The U.S. Federal Bureau of Investigation announced that four suspects had been charged this week relating to a stock fraud scheme that sold shares in a sham company that purportedly had a contract to provide video technology to the National Football League.

The FBI statement noted that Peter D. Kirschner, 49, of Delray Beach, Stuart R. Rubens, 61, of North Miami, Dean R. Baker, 34, of Coral Springs, and Bret A. Grove, 35, of Delray Beach, had all been charged with conspiracy to commit mail fraud and substantive mail fraud. The charges against the four are related to operating call rooms targeting senior citizens. The scam allegedly involved the sale of $2.4 million of stock in a company named Thought Development Inc.

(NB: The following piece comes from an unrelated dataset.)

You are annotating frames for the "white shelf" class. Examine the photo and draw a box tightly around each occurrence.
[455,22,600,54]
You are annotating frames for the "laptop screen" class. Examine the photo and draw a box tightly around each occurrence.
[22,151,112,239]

NFL Technology Stock Fraud Scheme

Statements from federal law enforcement officials

U.S. Attorney Wifredo A. Ferrer noted: “Securities fraud jeopardizes the well-being of our citizens. The defendants in this case are alleged to have raised approximately $2.4 million by targeting the elderly and representing that they had technology that was about to be used by the NFL. In truth, there was no such arrangement. Today’s charges are the first step in holding them accountable for robbing these elderly folks of their hard-earned savings for their own personal gain.”

“Those charged today materially misrepresented investments to a vulnerable part of our population,” George L. Piro, Special Agent in Charge of the FBI’s Miami Field Office, commented. “The FBI will continue to prioritize investigations of investment fraud perpetrators who target the elderly.”

More on NFL video technology stock fraud scheme

According to the indictment and related SEC civil complaints, the defendants used pressure sales tactics on senior citizens and other investors to convince them to purchase stock in Thought Development Inc. (TDI). The firm had supposedly invented a technology that generated a green laser line on the football field visible in the stadium to players, fans and on TV. The company claimed that use of its technology would decrease the time required by officials to determine first downs, meaning more broadcast time that could be sold to TV advertisers.

The defendants raised approximately $2.4 million through call rooms that scammed more than 200 investors. The potential investors/victims were told that an initial public offering in TDI was in the offing and that their investment was earmarked for the development of the new technology.

According to the indictment. and at least half of offering proceeds were kept by the defendants or paid to sales agents in exorbitant, undisclosed commissions. The four men also misrepresented that TDI’s technology was going by the NFL. The indictment notes one victim put in an additional $75,000 investment on top of his first $2,500 investment after being told a flat out lie that NFL Commissioner Roger Goodell had bought the technology for use in the 2013 Super Bowl. The defendants also did not disclose that TDI’s new laser technology could have had an impact on the vision of the players on the football field.

Of note, the SEC recently announced similar civil charges against Baker and Grove, filed July 25th in federal district court in Miami. Two other suspects, Daniel Baker and Demosthenes Dritsas, were charged earlier with mail fraud stemming from this investigation, and both recently pled guilty to the charges.